In the course of a national breast cancer survey we identified 4596 women with breast cancer diagnosed before age 50 from 1996 to 2003 at one of 18 centres situated throughout Poland. Three of the 18 centres did not participate in the study. We were able to obtain a DNA sample for 2871 of these patients for BRCA1 analysis. Among these women 154 mutation carriers were identified (5.4%). Through pedigree review, we identified 187 sisters and 134 daughters of these 154 women. We requested a blood sample from all female first degree relatives. We completed testing on 125 sisters (69% of total sample) and 109 daughters (81%). The BRCA1 mutation was present in 57 of the 109 daughters (52%) and in 67 of the 125 (54%) sisters. Of the 125 sisters, 41 had breast cancer (22%). Of these, 23 were tested and 22 were found to be positive. The other 146 sisters were unaffected; of these, 102 were tested and 45 (43%) were positive. Assuming the same distribution of carriers and non-carriers in the 62 untested sisters (18 affected and 44 unaffected), we estimate that 103 of the sisters were positive for the family mutation and 84 were negative (p = 0.08). The estimated transmission ratios for daughters (52%) and for sisters (55%) are lower than that which we reported previously for daughters (62%) and are closer to the expected values of 50%.

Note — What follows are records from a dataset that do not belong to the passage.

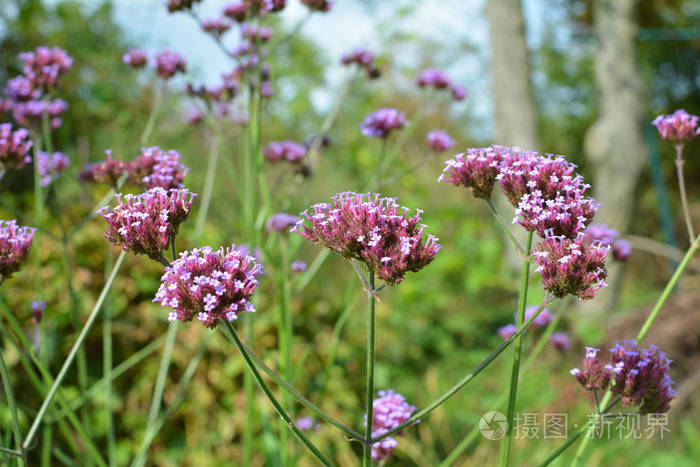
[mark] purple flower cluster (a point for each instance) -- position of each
(25, 94)
(209, 285)
(382, 122)
(147, 223)
(50, 165)
(560, 341)
(318, 5)
(15, 243)
(364, 59)
(14, 147)
(135, 58)
(438, 79)
(158, 168)
(570, 267)
(440, 140)
(604, 235)
(108, 171)
(476, 169)
(678, 126)
(281, 222)
(168, 63)
(371, 229)
(639, 376)
(389, 411)
(286, 150)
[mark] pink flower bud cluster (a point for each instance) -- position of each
(678, 126)
(147, 223)
(364, 59)
(45, 65)
(569, 267)
(288, 150)
(168, 64)
(639, 376)
(476, 169)
(108, 171)
(158, 168)
(15, 243)
(438, 79)
(50, 165)
(281, 222)
(389, 411)
(209, 285)
(382, 122)
(440, 140)
(371, 229)
(14, 147)
(318, 5)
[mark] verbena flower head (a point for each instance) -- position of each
(158, 168)
(678, 126)
(15, 243)
(477, 169)
(599, 233)
(382, 122)
(108, 171)
(169, 63)
(180, 5)
(38, 307)
(135, 58)
(147, 223)
(622, 249)
(569, 267)
(594, 375)
(371, 229)
(50, 165)
(288, 150)
(216, 26)
(364, 59)
(389, 411)
(45, 65)
(209, 285)
(318, 5)
(281, 222)
(14, 147)
(440, 140)
(560, 341)
(640, 377)
(507, 331)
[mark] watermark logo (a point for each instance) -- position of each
(493, 425)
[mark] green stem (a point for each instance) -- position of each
(369, 395)
(71, 356)
(684, 195)
(467, 379)
(474, 433)
(150, 123)
(280, 411)
(512, 398)
(11, 402)
(505, 228)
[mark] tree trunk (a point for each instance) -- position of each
(615, 143)
(514, 104)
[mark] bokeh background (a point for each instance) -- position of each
(562, 94)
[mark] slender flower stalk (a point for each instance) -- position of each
(71, 355)
(265, 388)
(512, 398)
(466, 379)
(367, 451)
(684, 196)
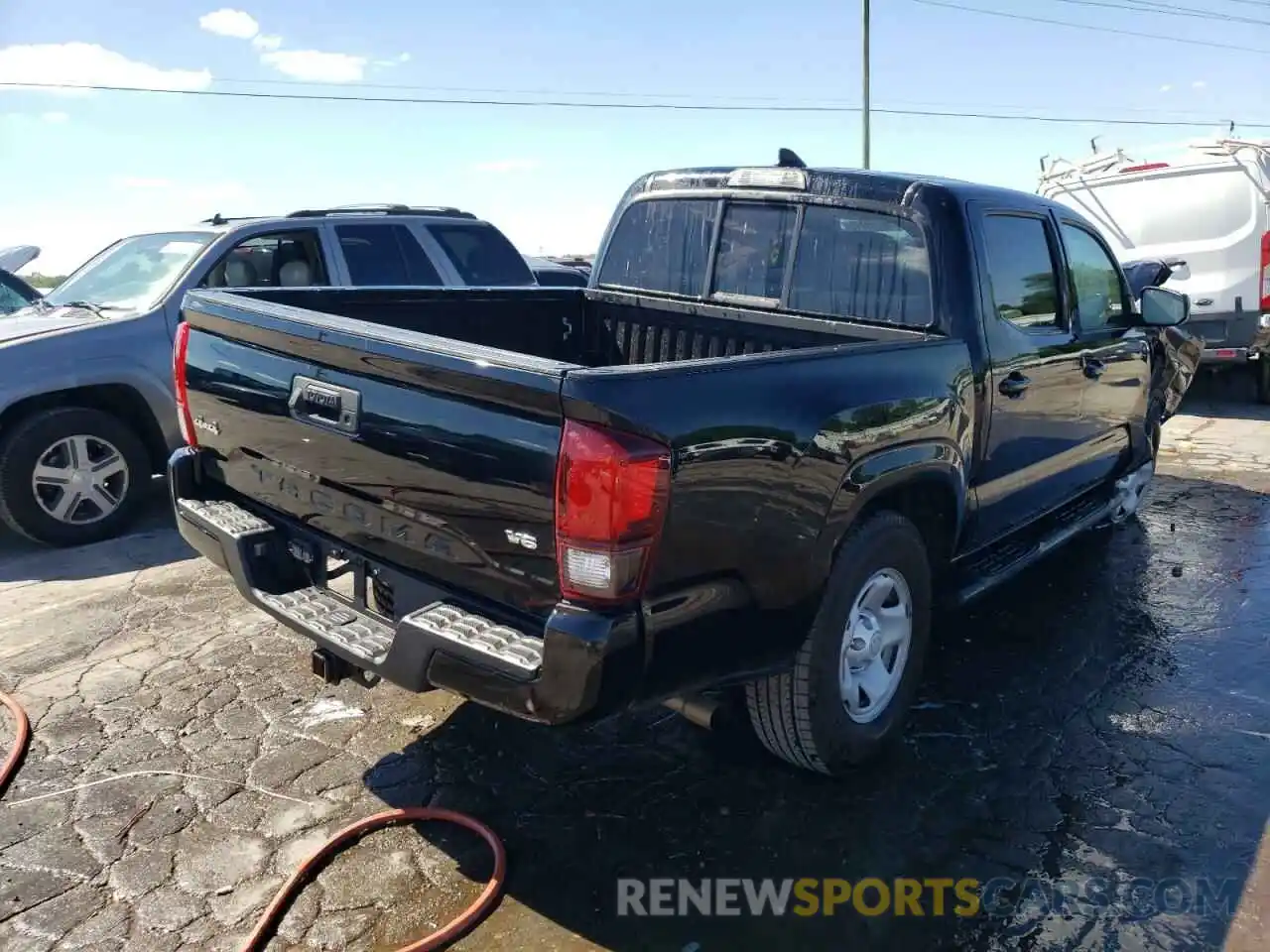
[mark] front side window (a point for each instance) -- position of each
(663, 245)
(289, 259)
(1093, 280)
(862, 266)
(753, 246)
(132, 275)
(483, 255)
(1021, 273)
(10, 299)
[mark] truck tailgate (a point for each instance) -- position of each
(431, 454)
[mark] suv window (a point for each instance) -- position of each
(284, 259)
(483, 255)
(10, 298)
(380, 255)
(662, 244)
(1021, 272)
(866, 266)
(753, 246)
(1093, 280)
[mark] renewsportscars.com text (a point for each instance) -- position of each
(931, 896)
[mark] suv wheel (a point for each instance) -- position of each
(71, 476)
(855, 676)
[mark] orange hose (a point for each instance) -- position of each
(22, 737)
(291, 888)
(466, 919)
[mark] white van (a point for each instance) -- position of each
(1205, 209)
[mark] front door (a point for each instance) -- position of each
(1115, 356)
(1035, 380)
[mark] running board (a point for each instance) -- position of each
(1008, 558)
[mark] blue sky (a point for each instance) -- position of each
(81, 169)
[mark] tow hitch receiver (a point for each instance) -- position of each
(333, 669)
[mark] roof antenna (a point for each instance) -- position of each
(788, 159)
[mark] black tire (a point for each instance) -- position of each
(801, 715)
(1261, 372)
(21, 452)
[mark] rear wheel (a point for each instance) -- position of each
(855, 676)
(71, 476)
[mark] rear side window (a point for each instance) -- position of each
(662, 245)
(483, 255)
(1021, 272)
(384, 255)
(865, 266)
(753, 248)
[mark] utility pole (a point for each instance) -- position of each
(866, 80)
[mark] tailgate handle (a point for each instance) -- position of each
(325, 404)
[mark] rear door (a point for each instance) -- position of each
(1115, 357)
(1034, 444)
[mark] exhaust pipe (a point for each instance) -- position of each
(698, 710)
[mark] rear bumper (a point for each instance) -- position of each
(579, 665)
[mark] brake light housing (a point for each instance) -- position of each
(1265, 273)
(178, 380)
(611, 495)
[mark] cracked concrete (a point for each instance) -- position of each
(1105, 716)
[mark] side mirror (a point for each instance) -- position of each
(1164, 308)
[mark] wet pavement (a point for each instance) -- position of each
(1098, 729)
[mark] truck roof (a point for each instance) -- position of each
(885, 186)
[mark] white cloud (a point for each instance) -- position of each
(230, 23)
(132, 181)
(507, 166)
(314, 66)
(90, 64)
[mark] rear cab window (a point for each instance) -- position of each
(483, 255)
(826, 261)
(385, 255)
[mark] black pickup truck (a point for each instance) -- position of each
(793, 412)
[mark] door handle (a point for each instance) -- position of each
(1014, 385)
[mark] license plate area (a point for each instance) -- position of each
(341, 574)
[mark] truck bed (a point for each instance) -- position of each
(575, 326)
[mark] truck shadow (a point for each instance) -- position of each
(151, 540)
(1096, 717)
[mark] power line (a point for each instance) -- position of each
(1170, 10)
(666, 107)
(1091, 27)
(627, 94)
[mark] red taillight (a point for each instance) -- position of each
(1265, 273)
(178, 381)
(611, 498)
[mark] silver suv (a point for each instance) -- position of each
(86, 408)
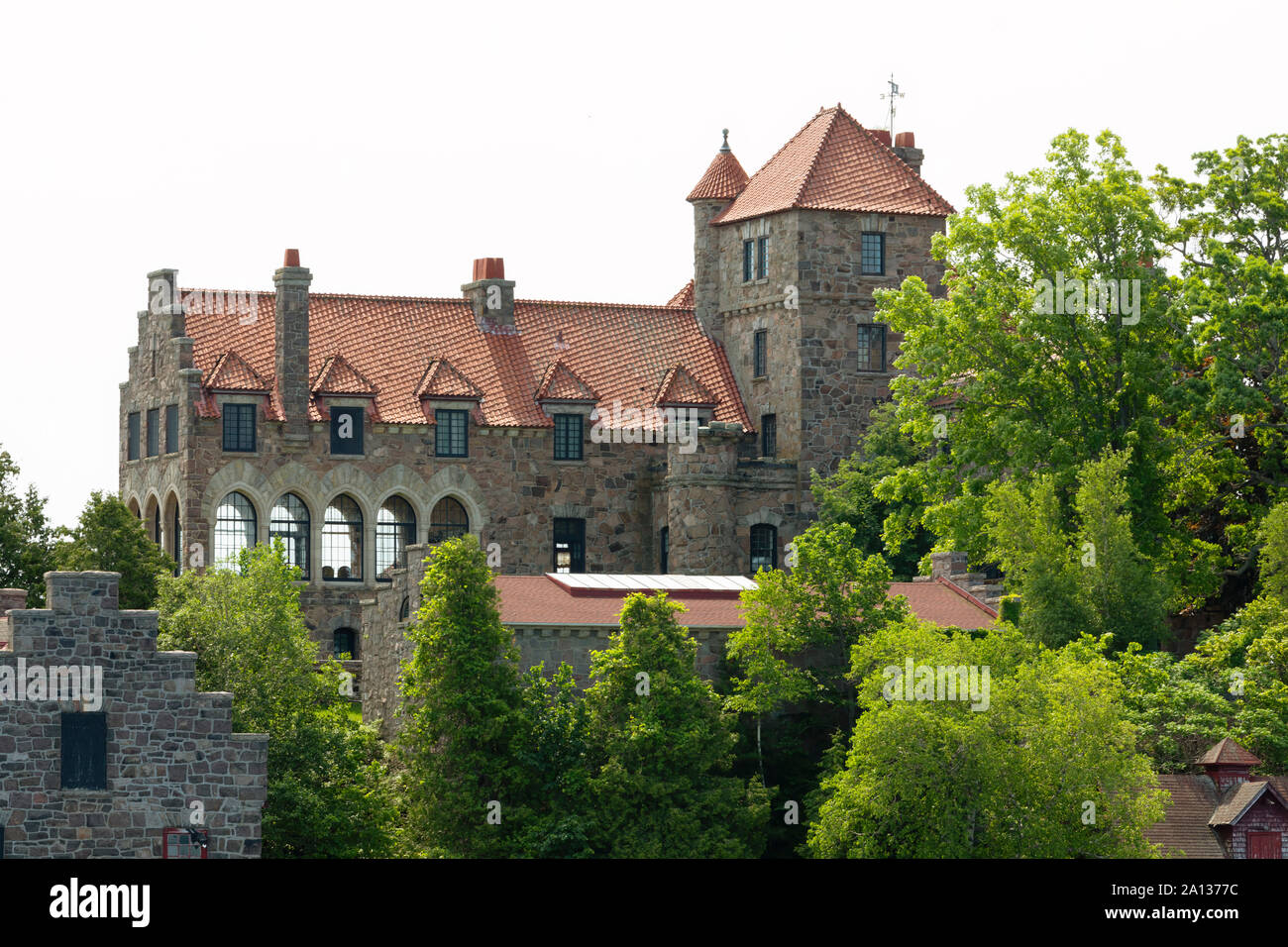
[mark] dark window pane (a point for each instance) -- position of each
(290, 522)
(764, 548)
(171, 428)
(154, 432)
(84, 750)
(342, 540)
(239, 427)
(568, 438)
(447, 521)
(872, 347)
(450, 433)
(872, 250)
(347, 431)
(570, 545)
(132, 450)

However, as we saw in the first paper, there was a suggestion that the transmission ratio varied with year of birth. Among women in the first study who were born between 1971 and 1980, there were 38 carriers and 18 non-carriers (transmission ratio 68%). In the present study the proportion was 60% (33 of 55). When the data from the two independent studies were merged, the possibility of an effect by calendar year was supported to a modest degree (table 1). However, there is no consistent trend here, this was a post hoc comparison, and there were no significant differences between the rows.
In summary, our new data do not clearly support our earlier claim that there is a greater than expected probability of transmission of the mutant BRCA1 allele to daughters of carriers of BRCA1 mutations, but is consistent with a modest excess of carriers over non-carriers.